19

246 42 42
                                    

GUMPALAN busa yang kuhasilkan dari sabun cuci muka belum sepenuhnya terbasuh ketika kamu mengetuk pintu kamar mandi. "Aduh, Rin! Cepetan, dong! Aku udah kebelet banget, nih!"

"Pake kamar mandi yang di atas aja, kenapa, sih!" hardikku, tak terima. Habis, sudah susah-susah aku mengumpulkan niat untuk mandi, malah diganggu begini! Untung sudah hampir selesai!

"Ada Mas Har lagi mandi juga!"

Aku lantas menyambar handuk, kemudian berpakaian dengan tergesa-gesa. Wah, kalau harus nungguin Mas Har selesai mandi, sih, yang ada kamu keburu infeksi saluran kemih! "Ya udah, bentar!"

Baru saja kutarik gerendel―proteksi ekstra yang dipasang Mas Har di awal-awal kedatangan, atas permintaanku tentunya, lantaran kunci bulat terlalu rentan dibuka dari luar―kamu seketika menerobos masuk. Ck, ketimbang kuhabiskan untuk berfoya-foya, sepertinya lebih baik kalau gajiku kutabung saja agar bisa membangun satu kamar mandi lagi. Khusus buatku, pastinya.

"Kak Arin."

Lho? Tumben si Yogi jam segini belum berangkat sekolah. "Kenapa?"

"Mau bayar SPP sama study tour," jawabnya, seraya menadahkan tangan.

"Ng ...." Kucoba mengingat-ingat isi dompetku. Ah, kayaknya tinggal beberapa pecahan sepuluh dan lima ribuan, deh. "Yah, Gi, Kakak belum sempet ke ATM, nih. Besok aja, ya?"
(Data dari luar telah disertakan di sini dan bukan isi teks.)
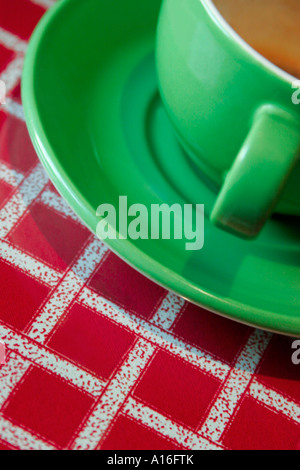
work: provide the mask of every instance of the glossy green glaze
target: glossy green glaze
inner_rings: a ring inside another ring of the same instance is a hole
[[[178,145],[154,64],[160,0],[65,0],[29,46],[22,95],[29,132],[52,181],[96,231],[99,204],[205,204],[205,245],[111,240],[156,282],[238,321],[300,336],[300,224],[269,220],[241,240],[213,226],[216,194]],[[126,21],[124,21],[126,19]],[[63,234],[61,234],[63,236]]]
[[[164,0],[157,67],[184,148],[222,187],[212,221],[252,238],[273,210],[300,215],[295,79],[237,36],[210,0]]]
[[[289,113],[274,106],[260,108],[225,178],[211,214],[213,223],[245,238],[258,235],[294,169],[299,135],[300,121]]]

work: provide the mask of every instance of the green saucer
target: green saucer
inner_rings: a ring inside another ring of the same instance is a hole
[[[146,276],[191,302],[300,336],[300,221],[270,220],[251,242],[209,222],[215,193],[192,168],[162,108],[154,64],[161,0],[64,0],[31,40],[22,94],[52,181],[95,232],[103,203],[205,204],[205,245],[110,240]],[[216,136],[217,138],[217,136]],[[62,234],[63,236],[63,234]]]

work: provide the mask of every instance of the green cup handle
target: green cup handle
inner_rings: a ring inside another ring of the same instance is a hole
[[[299,150],[299,119],[274,105],[262,106],[226,176],[211,221],[242,238],[255,238],[275,209]]]

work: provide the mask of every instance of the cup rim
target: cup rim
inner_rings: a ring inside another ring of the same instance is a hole
[[[236,43],[238,43],[243,50],[247,53],[250,54],[251,57],[254,57],[261,65],[263,65],[265,68],[267,68],[268,71],[273,72],[274,75],[277,76],[277,78],[280,78],[281,80],[284,80],[291,85],[293,85],[293,82],[296,80],[300,80],[299,77],[296,77],[295,75],[290,74],[289,72],[286,72],[285,70],[281,69],[277,65],[275,65],[273,62],[271,62],[269,59],[264,57],[262,54],[260,54],[258,51],[256,51],[250,44],[243,39],[233,28],[230,26],[230,24],[226,21],[224,16],[220,13],[216,5],[213,3],[213,0],[200,0],[204,7],[208,10],[208,13],[210,16],[214,19],[214,21],[217,20],[223,31],[225,32],[226,35],[229,35],[231,39],[233,39]]]

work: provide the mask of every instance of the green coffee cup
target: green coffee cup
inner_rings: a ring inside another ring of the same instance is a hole
[[[254,238],[273,212],[300,215],[300,56],[290,57],[300,50],[300,5],[216,3],[227,21],[211,0],[164,0],[159,86],[181,144],[218,190],[212,222]]]

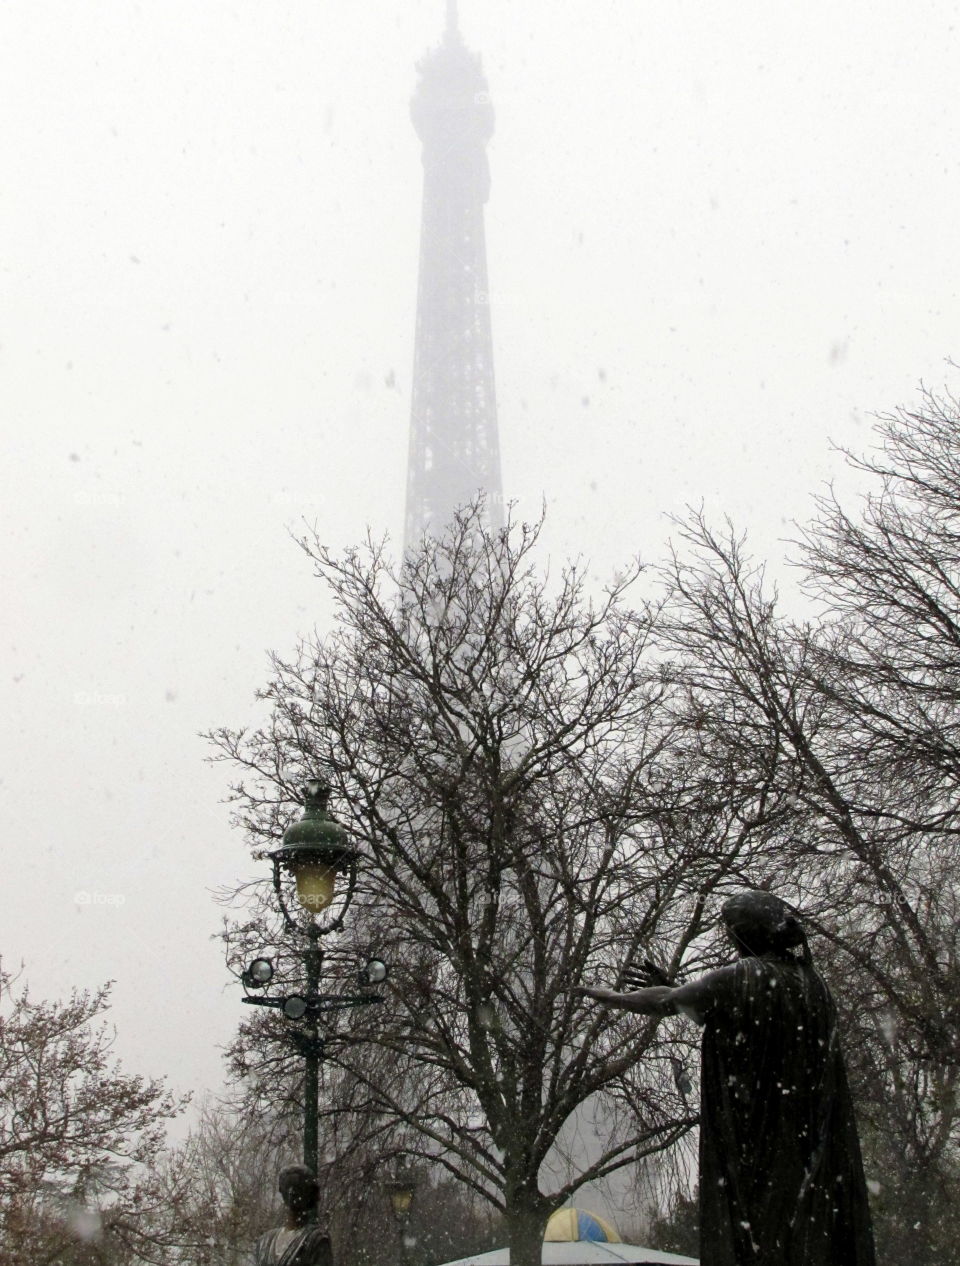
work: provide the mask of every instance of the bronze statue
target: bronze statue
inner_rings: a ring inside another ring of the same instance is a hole
[[[330,1237],[313,1220],[320,1194],[316,1176],[305,1165],[288,1165],[277,1185],[286,1221],[257,1240],[253,1266],[333,1266]]]
[[[836,1007],[804,930],[768,892],[731,897],[721,918],[731,966],[674,988],[648,963],[632,992],[580,992],[703,1026],[701,1266],[874,1266]]]

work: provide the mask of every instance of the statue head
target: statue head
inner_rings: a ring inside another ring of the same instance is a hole
[[[803,925],[787,903],[772,892],[759,888],[738,892],[723,903],[720,918],[742,954],[791,957],[788,951],[802,946],[804,961],[809,961]]]
[[[306,1165],[287,1165],[277,1179],[280,1199],[296,1217],[303,1217],[317,1207],[320,1185],[317,1176]]]

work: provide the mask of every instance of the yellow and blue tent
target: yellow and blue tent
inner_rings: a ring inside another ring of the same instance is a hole
[[[623,1243],[606,1218],[587,1209],[557,1209],[550,1216],[543,1239],[549,1244],[571,1240],[593,1240],[600,1244]]]

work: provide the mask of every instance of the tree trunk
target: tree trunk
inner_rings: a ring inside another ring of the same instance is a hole
[[[505,1221],[510,1236],[510,1266],[540,1266],[549,1216],[550,1207],[539,1192],[533,1197],[508,1199]]]

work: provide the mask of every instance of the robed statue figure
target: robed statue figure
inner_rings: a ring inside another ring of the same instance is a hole
[[[701,1266],[874,1266],[873,1233],[836,1007],[778,897],[748,891],[722,921],[740,957],[674,988],[582,989],[703,1026]],[[799,950],[799,955],[794,953]]]
[[[315,1175],[305,1165],[288,1165],[277,1185],[286,1220],[257,1240],[253,1266],[333,1266],[330,1237],[314,1221],[320,1194]]]

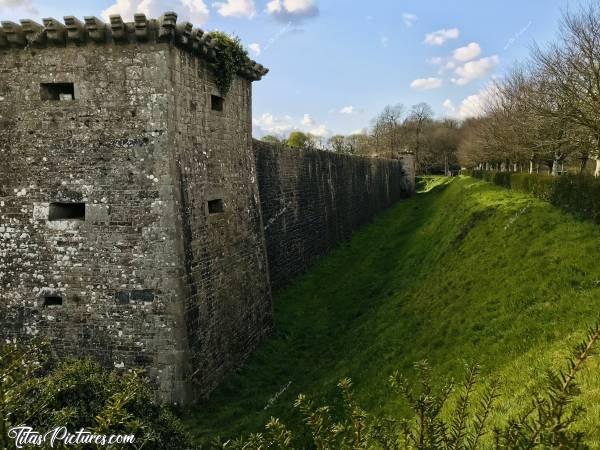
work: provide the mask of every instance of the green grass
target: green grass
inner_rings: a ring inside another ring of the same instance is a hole
[[[472,178],[422,186],[275,295],[272,336],[186,416],[199,441],[259,431],[270,416],[297,421],[298,393],[333,404],[343,376],[368,411],[404,414],[387,378],[414,376],[421,359],[439,381],[465,362],[500,376],[502,420],[561,366],[600,312],[600,228]],[[592,360],[581,378],[594,447],[599,370]]]
[[[416,179],[417,192],[419,194],[427,193],[438,186],[446,184],[448,181],[449,180],[446,177],[437,175],[421,175]]]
Yogi mencibir, "Dih, emang siapa bilang aku minta duit Kakak?"

"Lah, terus?"

"Kakak nggak baca WA-nya Mama, ya?" omel Yogi, sembari membuka aplikasi WhatsApp pada ponselnya. Tertera rentetan pesan ibuku di sana. "Tuh, Mama bilang duitnya disuruh ambil di laci kamar Mama!"

Ampun, deh.

Bermaksud menyudahi debat, kutelan kata-kata, "Kalo udah tau, kenapa nggak ngambil sendiri aja, sih, Gi?" dan segera menuju kamar ibuku. Ini anak, mentang-mentang bungsu, dari dulu malasnya kelewatan. Kebanyakan dimanja. Asli, kalau tidak ingat kecilnya lucu (sekarang juga masih, deh, dengan catatan tidak sedang dalam mode menyebalkan) pengin banget aku buang dia ke―

"Duitnya yang di amplop cokelat, ya, Kak!"

Sebentar, ini kok isinya banyak amat, sih?
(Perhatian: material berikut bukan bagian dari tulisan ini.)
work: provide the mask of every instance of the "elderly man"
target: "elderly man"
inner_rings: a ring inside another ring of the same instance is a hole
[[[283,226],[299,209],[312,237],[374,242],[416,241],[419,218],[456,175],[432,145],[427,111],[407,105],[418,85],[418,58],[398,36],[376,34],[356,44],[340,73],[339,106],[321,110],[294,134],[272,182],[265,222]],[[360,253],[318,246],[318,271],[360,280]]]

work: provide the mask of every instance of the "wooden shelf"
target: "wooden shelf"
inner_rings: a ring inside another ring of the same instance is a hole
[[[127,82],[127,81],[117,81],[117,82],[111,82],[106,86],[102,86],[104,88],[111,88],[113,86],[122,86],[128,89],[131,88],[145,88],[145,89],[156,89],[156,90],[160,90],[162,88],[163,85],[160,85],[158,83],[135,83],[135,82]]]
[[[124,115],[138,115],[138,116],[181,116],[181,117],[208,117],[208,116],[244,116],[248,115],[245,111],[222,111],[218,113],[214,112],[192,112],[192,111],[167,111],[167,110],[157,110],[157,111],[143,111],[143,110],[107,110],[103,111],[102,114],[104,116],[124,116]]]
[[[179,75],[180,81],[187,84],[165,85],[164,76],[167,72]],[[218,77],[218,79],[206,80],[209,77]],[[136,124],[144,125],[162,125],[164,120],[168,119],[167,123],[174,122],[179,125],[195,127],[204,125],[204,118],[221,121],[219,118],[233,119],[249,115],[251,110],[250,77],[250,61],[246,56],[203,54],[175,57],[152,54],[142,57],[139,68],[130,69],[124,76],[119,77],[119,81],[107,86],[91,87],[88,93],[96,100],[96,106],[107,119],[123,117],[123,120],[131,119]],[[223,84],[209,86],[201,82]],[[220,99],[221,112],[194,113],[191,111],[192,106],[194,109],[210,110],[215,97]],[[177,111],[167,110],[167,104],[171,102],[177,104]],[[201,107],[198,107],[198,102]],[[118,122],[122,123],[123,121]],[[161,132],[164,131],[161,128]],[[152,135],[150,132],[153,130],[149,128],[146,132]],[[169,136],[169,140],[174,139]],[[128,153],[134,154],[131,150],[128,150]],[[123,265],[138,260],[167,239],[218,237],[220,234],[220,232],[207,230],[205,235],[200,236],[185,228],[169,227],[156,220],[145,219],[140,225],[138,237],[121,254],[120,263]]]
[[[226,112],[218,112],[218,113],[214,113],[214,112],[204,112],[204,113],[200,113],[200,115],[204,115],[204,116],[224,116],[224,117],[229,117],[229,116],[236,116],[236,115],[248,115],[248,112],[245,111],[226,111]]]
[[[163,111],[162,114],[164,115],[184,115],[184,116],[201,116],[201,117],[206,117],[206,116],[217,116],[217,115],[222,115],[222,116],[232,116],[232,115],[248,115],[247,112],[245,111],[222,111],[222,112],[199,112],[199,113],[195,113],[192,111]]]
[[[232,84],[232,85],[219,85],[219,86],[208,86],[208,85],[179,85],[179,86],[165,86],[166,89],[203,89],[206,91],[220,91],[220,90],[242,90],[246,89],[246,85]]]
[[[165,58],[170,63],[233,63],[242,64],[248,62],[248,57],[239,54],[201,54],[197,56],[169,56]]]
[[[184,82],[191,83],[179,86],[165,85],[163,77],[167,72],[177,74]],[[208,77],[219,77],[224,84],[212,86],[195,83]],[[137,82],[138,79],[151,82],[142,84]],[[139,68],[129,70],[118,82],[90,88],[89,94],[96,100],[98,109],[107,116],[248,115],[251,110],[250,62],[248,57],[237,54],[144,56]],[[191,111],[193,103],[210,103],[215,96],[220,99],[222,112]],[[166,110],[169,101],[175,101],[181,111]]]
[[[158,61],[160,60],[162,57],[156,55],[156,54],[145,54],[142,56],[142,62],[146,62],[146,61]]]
Kuhitung ulang lembar-demi lembar pecahan seratus ribuan di dalam amplop itu. Satu, dua ... ah, salah kali, nih! Masa iya isinya genap sepuluh juta? Begini, ya, meskipun rata-rata penghuni kosku porsi makannya kayak kuli bangunan, tidak mungkin juga keempatnya rela menyisihkan dua setengah juta hanya untuk uang makan sebulan. Gaji mereka paling tidak jauh-jauh dari UMR Depok!
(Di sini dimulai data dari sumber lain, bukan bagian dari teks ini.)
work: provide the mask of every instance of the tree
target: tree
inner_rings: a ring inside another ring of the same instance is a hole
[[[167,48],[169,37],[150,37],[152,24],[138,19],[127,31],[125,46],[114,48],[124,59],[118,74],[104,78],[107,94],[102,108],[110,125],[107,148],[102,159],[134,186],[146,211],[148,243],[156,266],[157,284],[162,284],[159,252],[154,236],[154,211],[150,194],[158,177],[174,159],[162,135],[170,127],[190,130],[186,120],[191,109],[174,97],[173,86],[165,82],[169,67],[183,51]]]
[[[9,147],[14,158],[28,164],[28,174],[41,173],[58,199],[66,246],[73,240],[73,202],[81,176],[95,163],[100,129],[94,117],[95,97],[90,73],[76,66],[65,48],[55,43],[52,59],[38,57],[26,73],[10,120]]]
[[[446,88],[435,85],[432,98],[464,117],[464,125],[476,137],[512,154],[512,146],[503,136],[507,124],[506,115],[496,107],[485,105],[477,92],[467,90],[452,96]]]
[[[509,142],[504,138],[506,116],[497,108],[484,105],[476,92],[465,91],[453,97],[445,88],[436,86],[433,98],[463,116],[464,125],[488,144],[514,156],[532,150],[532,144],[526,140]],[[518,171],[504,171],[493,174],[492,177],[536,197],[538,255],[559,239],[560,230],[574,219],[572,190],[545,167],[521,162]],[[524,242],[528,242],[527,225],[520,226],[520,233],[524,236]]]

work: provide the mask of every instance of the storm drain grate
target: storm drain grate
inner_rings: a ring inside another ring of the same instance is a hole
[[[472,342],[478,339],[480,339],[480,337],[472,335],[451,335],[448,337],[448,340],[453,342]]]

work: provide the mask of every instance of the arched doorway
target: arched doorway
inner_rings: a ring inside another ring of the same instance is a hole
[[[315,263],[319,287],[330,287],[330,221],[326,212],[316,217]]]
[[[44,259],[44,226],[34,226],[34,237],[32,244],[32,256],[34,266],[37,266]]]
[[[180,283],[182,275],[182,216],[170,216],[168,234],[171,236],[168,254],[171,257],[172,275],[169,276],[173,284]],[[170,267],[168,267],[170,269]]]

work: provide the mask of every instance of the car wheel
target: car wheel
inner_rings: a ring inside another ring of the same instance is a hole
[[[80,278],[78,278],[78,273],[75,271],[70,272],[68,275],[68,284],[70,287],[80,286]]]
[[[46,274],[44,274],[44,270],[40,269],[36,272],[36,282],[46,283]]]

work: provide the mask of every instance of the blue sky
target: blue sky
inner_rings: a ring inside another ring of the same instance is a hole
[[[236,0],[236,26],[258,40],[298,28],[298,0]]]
"Lama banget, sih, Kak? Ngambil duitnya di Hongkong?"

Sindiran nyaring Yogi membuyarkan renunganku. Cepat-cepat kuhampiri anak itu. "Nih, duitnya."

"Makanya, kalo punya HP, tuh, sering-sering ditengok!" omel Yogi lagi. "Jangan laptop terus yang diurusin!"

Hellooo? Yang jelang tanggal red day, tuh, sebenernya siapa, sih? Marah-marah melulu dari tadi!

"Salim dulu, dong!" pintaku dengan tangan tersodor, setelah Yogi selesai menalikan sepatu.

"Nggak, ah!"

Aku mendelik. "Awas kamu, ya, kalo minta duit buat beli kuota lagi!"

"Hari gini internetan masih pake kuota? Wi-Fi, kaleee!" Yogi berhambur ke luar, meninggalkanku yang masih terbengong-bengong di depan pintu. Tahu, sih, sejak tinggi badanku tidak lagi di atasnya, Yogi memang tak sudi mencium punggung tanganku (kecuali pas Lebaran, karena selain dipaksa ibuku, iming-iming salam tempel selalu berhasil mengalahkan gengsinya), tapi nolaknya tidak harus terang-terangan begini, kan?!